The Basel capital adequacy standard is in crisis. Many of the world’s most important banks have not adopted it, whereas those that have are facing rebellion from capital markets that no longer trust risk-weighted assets. A simpler and more transparent approach is supported to regain the trust.
Most of the global banking system has grown up under various versions of the Basel capital adequacy regime over the past quarter of a century. Despite its longevity, there is a growing question over Basel’s role as a global framework. Almost eight years after Basel II came into effect, the importance-weighted adoption rates fell to just over 50%. The author first illustrates the extent to which confidence in the Basel framework has collapsed. Second, he examines whether that collapse is fair. Lastly, he considers the options available to the Basel Committee to deal with the problem and regain trust.
How Is This Research Useful to Practitioners?
Basel II offers the internal ratings–based (IRB) approach to banks to weight their assets’ risk exposure with a certain level of discretion.
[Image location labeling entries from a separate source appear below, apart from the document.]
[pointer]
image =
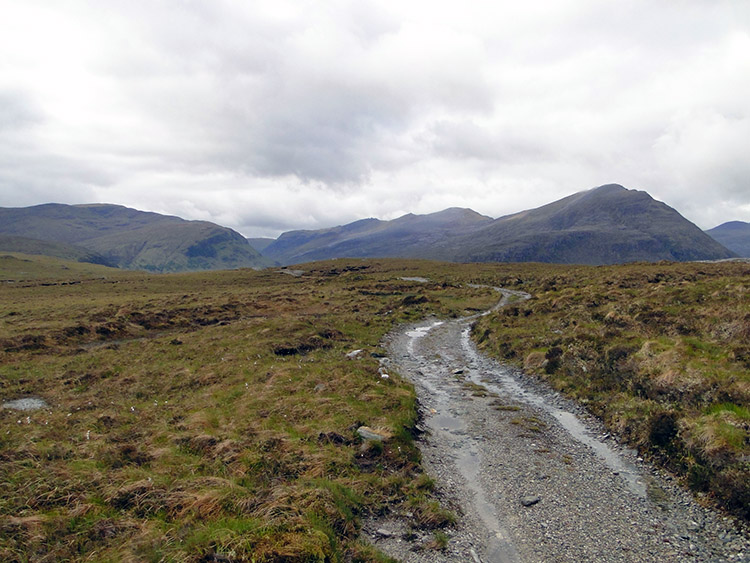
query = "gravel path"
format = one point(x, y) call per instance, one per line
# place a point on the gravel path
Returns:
point(530, 474)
The weighted exposure is called a “risk-weighted asset” (RWA). But a comprehensive survey revealed that investor trust in RWAs is extraordinarily low and that confidence has fallen sharply over the past year.
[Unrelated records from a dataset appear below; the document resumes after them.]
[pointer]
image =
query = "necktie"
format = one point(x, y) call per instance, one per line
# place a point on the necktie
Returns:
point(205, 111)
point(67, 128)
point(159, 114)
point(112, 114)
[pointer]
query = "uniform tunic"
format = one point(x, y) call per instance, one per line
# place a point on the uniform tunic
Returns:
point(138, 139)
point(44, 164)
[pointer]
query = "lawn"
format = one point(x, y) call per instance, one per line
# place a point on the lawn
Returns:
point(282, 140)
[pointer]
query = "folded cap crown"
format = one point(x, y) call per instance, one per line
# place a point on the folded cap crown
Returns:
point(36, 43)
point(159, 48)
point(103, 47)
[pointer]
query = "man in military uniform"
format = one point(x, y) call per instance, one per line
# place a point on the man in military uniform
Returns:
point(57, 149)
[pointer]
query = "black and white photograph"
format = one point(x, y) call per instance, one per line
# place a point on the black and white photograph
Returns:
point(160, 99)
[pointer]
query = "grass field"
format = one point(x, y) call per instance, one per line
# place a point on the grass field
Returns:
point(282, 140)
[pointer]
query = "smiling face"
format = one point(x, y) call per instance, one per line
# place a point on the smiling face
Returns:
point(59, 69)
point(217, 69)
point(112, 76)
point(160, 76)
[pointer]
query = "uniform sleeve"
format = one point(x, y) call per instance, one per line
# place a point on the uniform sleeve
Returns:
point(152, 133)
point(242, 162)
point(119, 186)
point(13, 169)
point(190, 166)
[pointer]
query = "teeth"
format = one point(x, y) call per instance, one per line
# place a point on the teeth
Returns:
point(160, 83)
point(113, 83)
The author has several explanations for the decrease in confidence. One explanation is that external observers are unable to do their own audit trails on how RWAs are calculated at a bank because the calculations for deriving RWAs are extraordinarily complicated. In addition, although European banks usually have lower RWAs compared with those of U.S. banks, the author argues that such comparisons are actually useless. U.S. banks tend to focus on managing the nominal balance sheet; they thus often prefer subprime loans over prime loans. Therefore, U.S. banks tend to report higher levels of impairment losses than European banks.
Moreover, the size of RWA variations among banks is considered too big by many observers. Investors become skeptical about such results; banks with lower average risk weightings are seen as cheating.
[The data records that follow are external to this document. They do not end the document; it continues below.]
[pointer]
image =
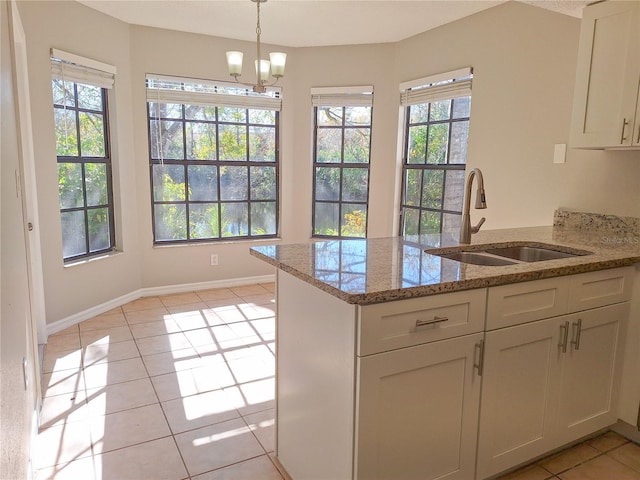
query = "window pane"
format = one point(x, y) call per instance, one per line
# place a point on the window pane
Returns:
point(429, 222)
point(74, 240)
point(432, 189)
point(96, 183)
point(354, 184)
point(263, 183)
point(98, 229)
point(419, 113)
point(89, 97)
point(66, 133)
point(356, 145)
point(170, 222)
point(165, 110)
point(437, 147)
point(327, 219)
point(204, 221)
point(264, 117)
point(233, 142)
point(262, 145)
point(354, 221)
point(197, 112)
point(263, 218)
point(461, 107)
point(234, 183)
point(451, 223)
point(167, 140)
point(356, 116)
point(201, 141)
point(417, 144)
point(91, 134)
point(459, 136)
point(440, 110)
point(329, 145)
point(168, 183)
point(412, 187)
point(63, 93)
point(454, 190)
point(235, 115)
point(327, 183)
point(70, 185)
point(330, 116)
point(411, 221)
point(203, 183)
point(235, 219)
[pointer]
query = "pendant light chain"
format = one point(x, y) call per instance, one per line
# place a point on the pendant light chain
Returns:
point(258, 33)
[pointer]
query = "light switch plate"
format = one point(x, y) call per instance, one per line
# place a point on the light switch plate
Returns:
point(560, 153)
The author discusses the meaningfulness of comparing specific granular portfolios among banks—for example, comparing the risk weighting within AAA loan books between two banks. He shows that the result can be very different depending on differences in collateral or the loans being at different ends of the credit rating spectrum. But the underlying reasons are not observable by investors. The author concludes that the risk weightings appear to be neither comparable between banks nor stable over time.
Finally, when the U.K. Financial Services Authority gave the same hypothetical loan book to 13 European banks and asked them to estimate the probability of default, their estimates had extreme variations. The author concludes that the market is right to doubt RWAs.
To win back investors’ trust, the author suggests that the Basel Committee abandon the IRB regime and replace it with a less complicated, simpler, more transparent RWA regime.
To simplify the calculation, two problems have to be solved. First, investors and regulators may not be comfortable with heavier reliance on credit rating agencies. Second, moving back to a simpler approach might be seen as a loss of credibility for the Basel Committee, so the committee may be reluctant to do so.
Dumbing down the RWA calculation approach is preferred by both investors and regulators. The Basel Committee should create a level playing field for the world’s banking system by simplifying the RWA calculation approach.
How Did the Author Conduct This Research?
The author is a managing director and equity analyst at Barclays. He heads up the equity research team covering the European bank sector and has responsibility for sectorwide thematic research. The raw data of this research are mostly drawn from Barclays research. The data on investors’ thoughts on RWAs are from a survey conducted by Barclays in 2012. The results demonstrate that investors have lost confidence in RWAs.
To investigate whether European banks calculate their RWAs consistently, he uses the banks’ 2011 annual reports; the RWAs varied from more than 30% to more than 70%. The author is thus skeptical regarding the consistency of their RWA calculations.
The author recommends that the Basel Committee dumb down the RWA calculation approach. The solution is supported by both investors and regulators. A survey found that the majority of investors want model discretion removed from banks entirely, with a simpler and more transparent RWA regime used instead. Besides, regulators around the world, such as those in Australia, Sweden, and Switzerland, are beginning to dumb down the complex RWA calculations under the IRB approach by themselves.
Investors lose trust in RWAs because the internal ratings are inconsistent, biased, and lack transparency. The author suggests that the Basel Committee replace the IRB approach with the standardized approach, which requires banks to categorize their exposures depending on the equivalent external credit rating.
The external credit rating agencies, however, are also being blamed on similar grounds. Investors have lost confidence in the credibility of the external credit rating. The ultimate solution for regaining investors’ trust is to restore integrity and transparency in the financial industry.